Ahmadi a utilisé ses bitcoins pour acheter un nouvel ordinateur portable. Il y a quelques années seulement, cela aurait été impossible. Elle attribue au bitcoin le fait de “nous avoir appris à être indépendants et à décider par nous-mêmes, et mieux encore, à nous tenir debout”. Cela lui a permis de réfléchir à un avenir dans lequel elle n’est pas simplement un appendice des hommes de sa vie, un avenir dans lequel elle peut tracer sa propre voie. Je me vois comme une femme médecin instruite et active à l’avenir, a-t-elle déclaré.
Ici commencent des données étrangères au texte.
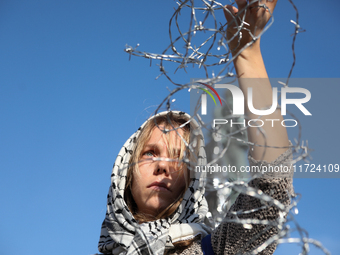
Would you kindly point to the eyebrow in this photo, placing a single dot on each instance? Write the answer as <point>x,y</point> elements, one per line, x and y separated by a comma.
<point>176,151</point>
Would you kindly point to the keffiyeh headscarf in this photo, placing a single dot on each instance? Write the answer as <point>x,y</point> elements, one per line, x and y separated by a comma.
<point>122,234</point>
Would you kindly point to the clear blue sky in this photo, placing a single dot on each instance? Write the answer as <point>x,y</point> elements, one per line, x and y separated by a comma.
<point>70,97</point>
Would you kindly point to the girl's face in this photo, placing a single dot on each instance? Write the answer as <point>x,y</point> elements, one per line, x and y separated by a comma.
<point>159,182</point>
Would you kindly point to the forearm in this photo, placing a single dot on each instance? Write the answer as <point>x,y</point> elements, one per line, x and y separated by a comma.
<point>252,73</point>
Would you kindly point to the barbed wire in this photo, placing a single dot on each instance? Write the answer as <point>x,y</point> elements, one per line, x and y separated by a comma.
<point>203,44</point>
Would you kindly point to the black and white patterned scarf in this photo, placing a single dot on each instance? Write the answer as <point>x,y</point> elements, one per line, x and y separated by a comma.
<point>121,234</point>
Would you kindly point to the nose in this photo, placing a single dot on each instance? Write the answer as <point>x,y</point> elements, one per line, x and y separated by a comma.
<point>162,167</point>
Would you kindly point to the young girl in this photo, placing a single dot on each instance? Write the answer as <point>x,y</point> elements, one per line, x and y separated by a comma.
<point>156,202</point>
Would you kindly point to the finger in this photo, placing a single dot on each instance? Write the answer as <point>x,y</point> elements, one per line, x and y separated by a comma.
<point>229,12</point>
<point>270,4</point>
<point>241,4</point>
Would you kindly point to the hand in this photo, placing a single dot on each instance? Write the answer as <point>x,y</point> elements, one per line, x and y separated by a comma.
<point>255,16</point>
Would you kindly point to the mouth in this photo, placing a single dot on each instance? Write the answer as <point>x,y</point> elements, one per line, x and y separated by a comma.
<point>159,186</point>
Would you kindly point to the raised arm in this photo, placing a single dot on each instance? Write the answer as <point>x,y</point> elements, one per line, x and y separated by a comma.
<point>233,236</point>
<point>252,73</point>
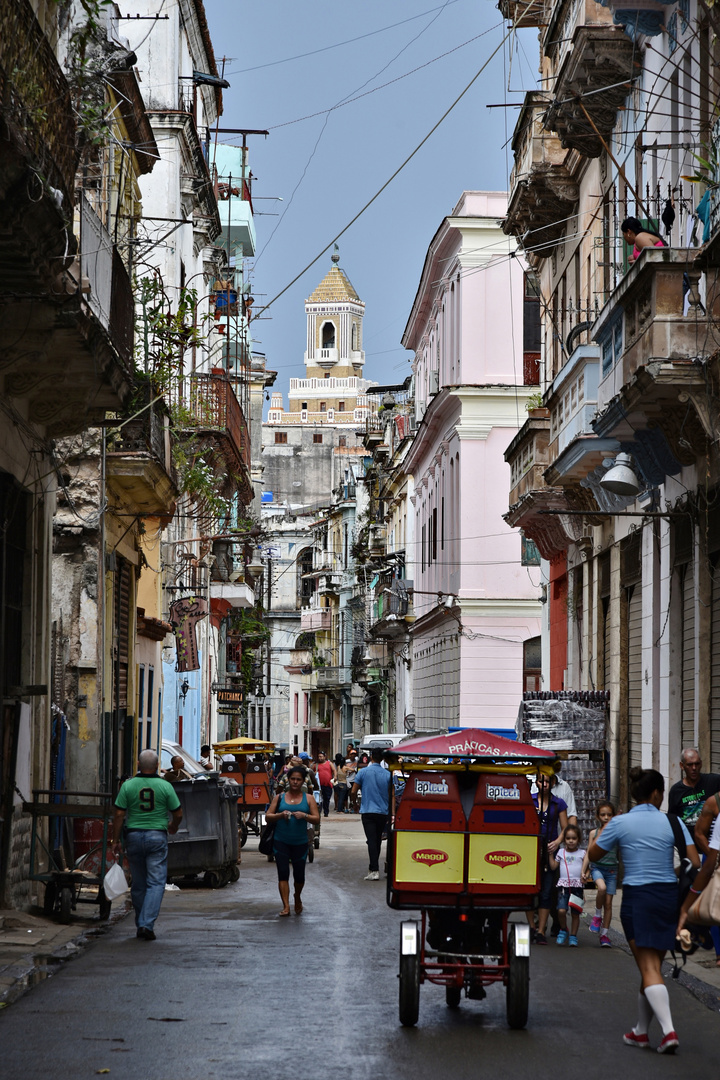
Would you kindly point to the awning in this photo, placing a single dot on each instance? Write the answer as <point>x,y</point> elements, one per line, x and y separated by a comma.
<point>473,742</point>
Vous ne lisez généralement pas d’histoires comme celle d’Ahmadi dans la couverture médiatique du bitcoin. La plupart d’entre eux se sont concentrés sur les montagnes russes de ce qui est considéré comme un concept monétaire suspect. Demandez aux gens dans la rue ce qu’ils savent sur le bitcoin, et s’ils peuvent répondre à quoi que ce soit, ils citeront probablement le plus important de ces articles de presse. Ils diront quelque chose sur les trafiquants de drogue qui ont été arrêtés avec du bitcoin sur le site Web illicite de Silk Road. Ou ils feront référence à des mouvements de prix volatils et prononceront le mot bulle. Ou ils pourraient se souvenir de la disparition soudaine d’un grand nombre de bitcoins d’une chose portant le nom Dr. Seuss-esque du mont. Gox, connaissant un peu plus que ça c’était un obscur échange en ligne à Tokyo. Peut-être sont-ils au courant de la recherche de Satoshi Nakamoto, le personnage obscur qui a créé le bitcoin.
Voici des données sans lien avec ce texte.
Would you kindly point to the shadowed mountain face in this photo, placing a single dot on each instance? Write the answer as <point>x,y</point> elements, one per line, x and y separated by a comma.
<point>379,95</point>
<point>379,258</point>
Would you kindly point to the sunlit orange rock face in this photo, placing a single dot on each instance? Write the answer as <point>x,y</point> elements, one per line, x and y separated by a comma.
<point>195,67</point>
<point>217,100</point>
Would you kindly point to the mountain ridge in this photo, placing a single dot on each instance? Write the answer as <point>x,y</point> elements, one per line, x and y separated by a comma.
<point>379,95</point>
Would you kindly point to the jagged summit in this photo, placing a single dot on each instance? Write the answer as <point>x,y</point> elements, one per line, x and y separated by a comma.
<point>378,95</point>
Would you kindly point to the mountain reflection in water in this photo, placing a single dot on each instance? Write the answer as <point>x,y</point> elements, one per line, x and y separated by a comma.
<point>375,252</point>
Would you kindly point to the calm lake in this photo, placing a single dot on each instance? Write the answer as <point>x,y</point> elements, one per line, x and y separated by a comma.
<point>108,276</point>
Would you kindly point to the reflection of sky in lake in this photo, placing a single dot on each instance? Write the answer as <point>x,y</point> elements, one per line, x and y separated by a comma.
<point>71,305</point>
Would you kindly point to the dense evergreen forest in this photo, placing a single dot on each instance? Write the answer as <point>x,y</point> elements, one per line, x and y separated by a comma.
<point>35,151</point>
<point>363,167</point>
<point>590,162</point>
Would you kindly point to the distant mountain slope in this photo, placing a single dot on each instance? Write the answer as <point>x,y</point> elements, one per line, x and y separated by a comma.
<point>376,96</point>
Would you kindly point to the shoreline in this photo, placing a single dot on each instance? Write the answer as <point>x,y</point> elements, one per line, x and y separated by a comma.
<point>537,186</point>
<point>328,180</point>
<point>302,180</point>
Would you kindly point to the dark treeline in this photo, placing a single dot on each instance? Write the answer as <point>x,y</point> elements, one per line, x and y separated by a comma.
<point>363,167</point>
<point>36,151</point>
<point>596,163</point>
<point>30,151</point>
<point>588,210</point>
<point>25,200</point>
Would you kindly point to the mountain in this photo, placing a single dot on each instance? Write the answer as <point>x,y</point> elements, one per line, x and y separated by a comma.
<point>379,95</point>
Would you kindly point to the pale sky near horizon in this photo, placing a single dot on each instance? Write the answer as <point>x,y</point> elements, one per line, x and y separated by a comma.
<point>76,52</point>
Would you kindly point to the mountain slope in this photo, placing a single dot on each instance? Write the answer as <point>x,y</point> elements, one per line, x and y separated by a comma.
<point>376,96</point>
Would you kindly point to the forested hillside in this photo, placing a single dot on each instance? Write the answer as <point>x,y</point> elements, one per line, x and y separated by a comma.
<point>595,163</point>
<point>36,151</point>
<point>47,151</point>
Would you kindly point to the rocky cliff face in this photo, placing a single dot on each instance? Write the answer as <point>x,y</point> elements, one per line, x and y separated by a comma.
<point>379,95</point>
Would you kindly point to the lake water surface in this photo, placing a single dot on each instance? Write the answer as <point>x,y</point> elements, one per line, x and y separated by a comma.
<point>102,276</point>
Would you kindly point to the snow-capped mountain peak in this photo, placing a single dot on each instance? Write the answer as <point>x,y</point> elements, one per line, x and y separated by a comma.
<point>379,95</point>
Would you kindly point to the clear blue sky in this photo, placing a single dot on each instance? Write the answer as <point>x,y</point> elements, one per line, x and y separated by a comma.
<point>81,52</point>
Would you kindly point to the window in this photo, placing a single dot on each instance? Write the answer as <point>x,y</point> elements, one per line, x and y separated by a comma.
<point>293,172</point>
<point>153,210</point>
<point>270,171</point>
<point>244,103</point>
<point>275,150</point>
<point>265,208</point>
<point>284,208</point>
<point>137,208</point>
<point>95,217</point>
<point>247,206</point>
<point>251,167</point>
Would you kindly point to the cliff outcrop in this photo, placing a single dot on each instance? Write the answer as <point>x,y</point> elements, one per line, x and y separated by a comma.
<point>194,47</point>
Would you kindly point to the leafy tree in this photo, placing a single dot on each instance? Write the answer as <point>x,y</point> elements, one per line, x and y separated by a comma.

Tous ces éléments du spectacle de cirque qui a surgi autour du bitcoin sont à la fois colorés et importants pour comprendre son histoire. Mais le rejeter comme une arnaque à cause d’eux, c’est tourner le dos à quelque chose qui pourrait bien changer votre vie. Bitcoin est une technologie numérique révolutionnaire qui a le potentiel de changer radicalement la façon dont nous exerçons nos activités bancaires et commerciales, et d’amener des milliards de personnes des marchés émergents dans une économie moderne, intégrée, numérisée et mondialisée. Si cela fonctionne, et c’est toujours un grand si, un tas de choses qui semblent aujourd’hui faire partie de l’état naturel du monde vont paraître aussi vétustes que l’imprimerie de Gutenberg.
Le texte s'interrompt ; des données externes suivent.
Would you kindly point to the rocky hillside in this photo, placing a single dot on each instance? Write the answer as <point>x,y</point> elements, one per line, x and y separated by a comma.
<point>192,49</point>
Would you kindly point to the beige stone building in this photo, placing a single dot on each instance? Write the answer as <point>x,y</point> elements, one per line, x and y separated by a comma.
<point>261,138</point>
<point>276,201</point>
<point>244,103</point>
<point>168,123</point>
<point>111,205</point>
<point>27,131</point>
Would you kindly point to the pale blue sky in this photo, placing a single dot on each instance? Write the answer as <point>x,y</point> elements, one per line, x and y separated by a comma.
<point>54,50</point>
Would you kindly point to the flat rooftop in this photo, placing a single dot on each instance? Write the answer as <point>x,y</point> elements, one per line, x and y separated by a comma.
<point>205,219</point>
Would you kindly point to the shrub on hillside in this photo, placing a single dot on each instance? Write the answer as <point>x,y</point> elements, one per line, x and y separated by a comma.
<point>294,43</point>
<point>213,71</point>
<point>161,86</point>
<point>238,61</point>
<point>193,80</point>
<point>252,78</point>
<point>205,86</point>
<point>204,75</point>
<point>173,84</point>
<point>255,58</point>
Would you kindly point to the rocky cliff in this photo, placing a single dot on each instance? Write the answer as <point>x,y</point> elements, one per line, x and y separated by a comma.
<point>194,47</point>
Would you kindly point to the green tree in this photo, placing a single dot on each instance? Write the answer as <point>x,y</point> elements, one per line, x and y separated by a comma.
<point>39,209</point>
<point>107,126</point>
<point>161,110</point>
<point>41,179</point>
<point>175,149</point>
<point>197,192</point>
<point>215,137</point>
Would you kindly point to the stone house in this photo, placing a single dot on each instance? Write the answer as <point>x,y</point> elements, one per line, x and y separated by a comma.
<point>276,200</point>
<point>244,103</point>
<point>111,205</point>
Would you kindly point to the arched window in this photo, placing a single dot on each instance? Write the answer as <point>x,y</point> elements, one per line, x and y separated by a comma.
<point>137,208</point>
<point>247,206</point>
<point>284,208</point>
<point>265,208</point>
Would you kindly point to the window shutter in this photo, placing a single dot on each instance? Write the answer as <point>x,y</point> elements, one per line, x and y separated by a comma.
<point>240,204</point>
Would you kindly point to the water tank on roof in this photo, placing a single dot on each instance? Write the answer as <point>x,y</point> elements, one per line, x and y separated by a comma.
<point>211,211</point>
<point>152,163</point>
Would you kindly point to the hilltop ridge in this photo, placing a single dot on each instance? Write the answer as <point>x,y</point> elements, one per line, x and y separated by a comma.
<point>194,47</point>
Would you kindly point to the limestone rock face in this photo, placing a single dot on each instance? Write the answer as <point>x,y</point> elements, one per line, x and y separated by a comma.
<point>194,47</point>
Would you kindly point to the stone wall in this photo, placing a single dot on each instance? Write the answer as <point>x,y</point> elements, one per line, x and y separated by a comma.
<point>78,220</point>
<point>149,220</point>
Le système que nous utilisons aujourd’hui pour gérer les échanges de devises et d’actifs remonte à l’époque de la famille Médicis de la Renaissance florentine, lorsque les banques ont d’abord assumé la domination de l’économie monétaire de l’Europe. Ces gars étaient les perturbateurs technologiques ultimes, des penseurs radicaux qui ont découvert un besoin vital dans la société et l’ont ensuite comblé. Essentiellement, ils ont trouvé comment faire l’intermédiaire entre les épargnants et les emprunteurs, en apportant le capital excédentaire des premiers et en le partageant entre les seconds qui en avaient besoin, le tout moyennant des frais. C’était une version dramatique de ce qu’un investisseur de la Silicon Valley appellerait de nos jours une efficacité de réseau. En intégrant la myriade de dettes et de créances de la société dans le grand livre central d’une seule banque, les banquiers ont créé un nouveau système de confiance centralisé et puissant. Avec l’aide de leurs services d’intermédiation spécialisés, des étrangers qui n’avaient auparavant aucun moyen de se faire suffisamment confiance pour faire des affaires pouvaient désormais le faire. En effet, les Médicis ont créé un système puissant de création monétaire, l’argent n’étant pas une monnaie physique mais un système d’organisation, d’expansion et de partage des dettes et des paiements de la société. Il a fait place à une explosion du commerce marchand, qui à son tour a créé la richesse et le capital qui financeraient les projets à partir desquels les grandes civilisations allaient grandir et conquérir le monde.